ALEX LURYE Lurye heads global portfolio construction and risk, gauging the firm’s risk tolerance. He earned a bachelor’s degree from Polytechnic Institute in Brooklyn and an MBA from New York University.
JAINE MEHRING A graduate of Yale with an MBA from Cornell, Mehring runs human capital management and development. She previously worked as an analyst of food markets for Salomon Smith Barney.
TOM MIGLIS Miglis is the chief information officer. He oversees the creation of the trading technology that forms the essence of Citadel’s business. He holds a bachelor’s degree from Baruch College, a branch of the City University of New York.
Illustration: Lorenzo Petrantoni
FORMER CITADEL EMPLOYEES
Hedge funds, especially the math-focused quant funds such as Citadel, have a reputation for hiring the best and brightest. Citadel employees have frequently followed their boss’s entrepreneurial spirit and struck out on their own, founding new financial firms, including Polygon Investment Partners, Headlands Technologies, Senrigan Master Fund, RoundKeep Capital Advisors, Whiteside Energy, Steeplechase Group, and Abax Global Capital. Griffin told the Chicago Tribune in 2006, “I hope in 15 or 20 years we’ll have the same reputation that General Electric had: People have great careers at Citadel, and if they leave, they have great careers elsewhere.” Not every Citadel vet has had smooth sailing, however:
ALEC LITOWITZ An employee until 2003, Litowitz created the Evanston-based hedge fund Magnetar in 2005. The website ProPublica reported that Magnetar provided key funding for collateralized debt obligations (CDOs) backed by mortgages before the financial crisis while also betting that CDOs would fail. When mortgage-backed securities began tanking in 2007, Magnetar’s fund with the greatest exposure to CDO trades went up 76 percent, according to ProPublica. In November 2010, ProPublica reported that the Securities and Exchange Commission is investigating Magnetar’s CDO transactions.
MIKHAIL MALYSHEV Malyshev, known as Misha, left Citadel in February 2009 along with Jace Kohlmeier to form Teza Technologies. Citadel sued Malyshev and Kohlmeier in July 2009, claiming they violated their contractual noncompete clause. After discovering that Malyshev had used scrubbing software to erase files on his home computer even though he had been told not to, Judge Mary Rochford penalized him $1.1 million, payable to two Chicago charities. Rochford was unconvinced by Malyshev’s argument that he was only deleting pornography.
JULIO DePIETRO After 11 years working on convertible bonds, DePietro left Citadel in 2003 to become a filmmaker. He wrote and directed the 2009 feature The Good Guy, starring Anna Chlumsky, Alexis Bledel, and Andrew McCarthy. An excerpt from Roger Ebert’s review encapsulates the movie’s tepid reception: “Will you like ‘The Good Guy’? I think you might.”
The New York Times reported in October that Griffin was one of the attendees of a secretive conference in Aspen, Colorado, put on by Koch Industries, an energy and manufacturing company run by the libertarian billionaires Charles and David Koch.
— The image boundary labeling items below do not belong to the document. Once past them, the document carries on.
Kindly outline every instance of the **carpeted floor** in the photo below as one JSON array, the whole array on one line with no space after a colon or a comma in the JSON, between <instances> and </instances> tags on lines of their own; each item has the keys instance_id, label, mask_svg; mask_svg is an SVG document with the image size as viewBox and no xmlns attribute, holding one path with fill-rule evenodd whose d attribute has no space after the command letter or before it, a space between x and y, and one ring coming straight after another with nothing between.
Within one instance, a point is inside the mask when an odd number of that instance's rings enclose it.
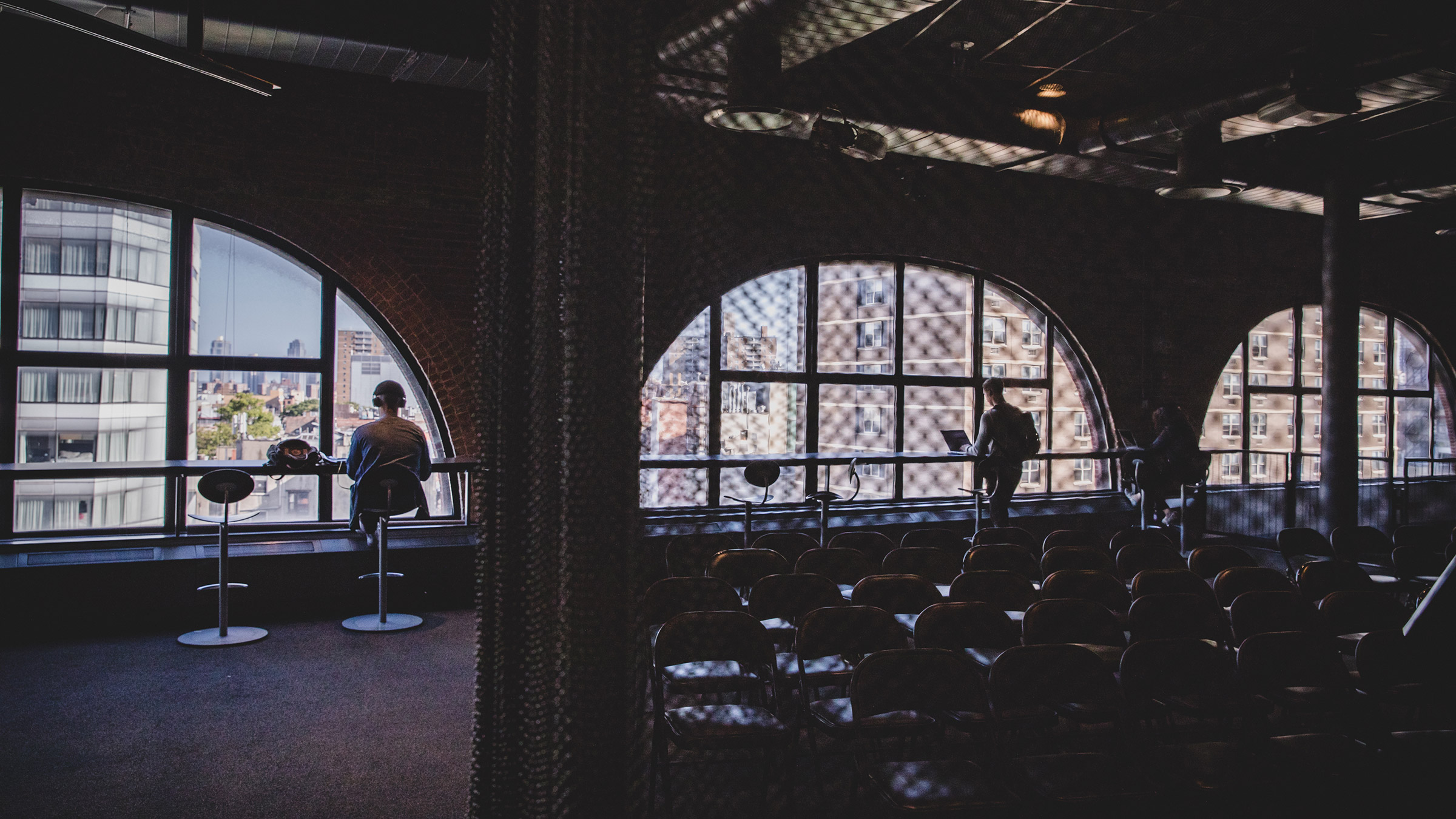
<instances>
[{"instance_id":1,"label":"carpeted floor","mask_svg":"<svg viewBox=\"0 0 1456 819\"><path fill-rule=\"evenodd\" d=\"M475 612L0 648L0 816L464 816Z\"/></svg>"}]
</instances>

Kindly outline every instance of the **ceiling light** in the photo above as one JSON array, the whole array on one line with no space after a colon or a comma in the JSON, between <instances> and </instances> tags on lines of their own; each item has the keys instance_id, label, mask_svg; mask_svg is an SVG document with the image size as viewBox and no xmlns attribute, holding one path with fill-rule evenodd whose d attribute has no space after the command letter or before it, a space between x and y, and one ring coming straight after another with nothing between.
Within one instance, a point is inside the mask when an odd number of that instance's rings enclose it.
<instances>
[{"instance_id":1,"label":"ceiling light","mask_svg":"<svg viewBox=\"0 0 1456 819\"><path fill-rule=\"evenodd\" d=\"M1223 179L1223 134L1219 124L1185 131L1178 141L1174 184L1158 188L1168 200L1217 200L1243 191Z\"/></svg>"},{"instance_id":2,"label":"ceiling light","mask_svg":"<svg viewBox=\"0 0 1456 819\"><path fill-rule=\"evenodd\" d=\"M1166 188L1158 188L1158 195L1165 200L1219 200L1238 194L1242 189L1243 188L1241 185L1229 182L1207 185L1169 185Z\"/></svg>"},{"instance_id":3,"label":"ceiling light","mask_svg":"<svg viewBox=\"0 0 1456 819\"><path fill-rule=\"evenodd\" d=\"M705 122L728 131L782 131L796 118L792 111L766 105L719 105L703 114Z\"/></svg>"},{"instance_id":4,"label":"ceiling light","mask_svg":"<svg viewBox=\"0 0 1456 819\"><path fill-rule=\"evenodd\" d=\"M1018 111L1016 118L1021 119L1024 125L1038 131L1057 131L1060 134L1067 127L1067 121L1061 117L1061 114L1056 114L1053 111L1037 111L1035 108L1028 108Z\"/></svg>"}]
</instances>

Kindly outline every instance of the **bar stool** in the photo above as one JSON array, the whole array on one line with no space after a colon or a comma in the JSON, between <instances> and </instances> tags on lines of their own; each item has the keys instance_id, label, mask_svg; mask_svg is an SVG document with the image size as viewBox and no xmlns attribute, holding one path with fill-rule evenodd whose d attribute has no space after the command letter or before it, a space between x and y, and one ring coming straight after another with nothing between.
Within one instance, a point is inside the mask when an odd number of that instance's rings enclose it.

Politico says the purpose of the conference was to raise money for “the institutions that form the intellectual foundation—and, increasingly, the leading political edge—of the conservative movement.”
In November 2009, The Wall Street Journal reported that Griffin occasionally sends his driver to bring back milk shakes from LeDuc’s Frozen Custard in Wales, Wisconsin.
Portfolio reported in 2007 that during their courtship, Anne told Ken that she outgrew the impressionist movement as a teenager. Then she visited Ken’s apartment and saw his impressionist collection. The surprise became a running joke.
An article in the South Florida Sun-Sentinel in 1986 described the 17-year-old Griffin’s software distribution company, EDCOM, which sold discounted educational software to college professors. Griffin avoided revealing his age when buying and selling. “Do you think anyone would trust their product line to a 17-year-old kid?” he told the paper.